Winery La RonciereAlpaca Shiraz - Cabernet
In the mouth this red wine is a powerful.
This wine generally goes well with poultry, beef or lamb.
Taste structure of the Alpaca Shiraz - Cabernet from the Winery La Ronciere
Light | Bold | |
Smooth | Tannic | |
Dry | Sweet | |
Soft | Acidic |
In the mouth the Alpaca Shiraz - Cabernet of Winery La Ronciere in the region of Central Valley is a powerful.
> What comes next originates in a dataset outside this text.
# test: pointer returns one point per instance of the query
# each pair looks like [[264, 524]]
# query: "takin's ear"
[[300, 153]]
Food and wine pairings with Alpaca Shiraz - Cabernet
Pairings that work perfectly with Alpaca Shiraz - Cabernet
Original food and wine pairings with Alpaca Shiraz - Cabernet
The Alpaca Shiraz - Cabernet of Winery La Ronciere matches generally quite well with dishes of beef, lamb or poultry such as recipes of couscous without couscous maker, couscous of meat and fish or fried chicken.
Details and technical informations about Winery La Ronciere's Alpaca Shiraz - Cabernet.
Discover the grape variety: Cabernet-Sauvignon
Cabernet-Sauvignon noir is a grape variety that originated in France (Bordeaux). It produces a variety of grape specially used for wine making. It is rare to find this grape to eat on our tables. This variety of grape is characterized by small bunches, and small grapes. Cabernet-Sauvignon noir can be found in many vineyards: South-West, Loire Valley, Languedoc & Roussillon, Cognac, Bordeaux, Armagnac, Rhone Valley, Provence & Corsica, Savoie & Bugey, Beaujolais.
Last vintages of this wine
The best vintages of Alpaca Shiraz - Cabernet from Winery La Ronciere are 0
Informations about the Winery La Ronciere
The Winery La Ronciere is one of of the world's great estates. It offers 70 wines for sale in the of Central Valley to come and discover on site or to buy online.
The wine region of Central Valley
The Central Valley (El Valle Central) of Chile is one of the most important wine-producing areas in South America in terms of Volume. It is also one of the largest wine regions, stretching from the Maipo Valley (just south of Santiago) to the southern end of the Maule Valley. This is a distance of almost 250 miles (400km) and covers a number of Climate types. The Central Valley wine region is easily (and often) confused with the geological Central Valley, which runs north–south for more than 620 miles (1000km) between the Pacific Coastal Ranges and the lower Andes.
The word of the wine: Malolactic fermentation
Called second fermentation or malo for short. It is the degradation (under the effect of bacteria) of the malic acid naturally present in the wine into milder, less aggressive lactic acid. Some producers or wineries refuse this operation by "blocking the malo" (by cold and adding SO2) to keep a maximum of acidity which carries the aromas and accentuates the sensation of freshness.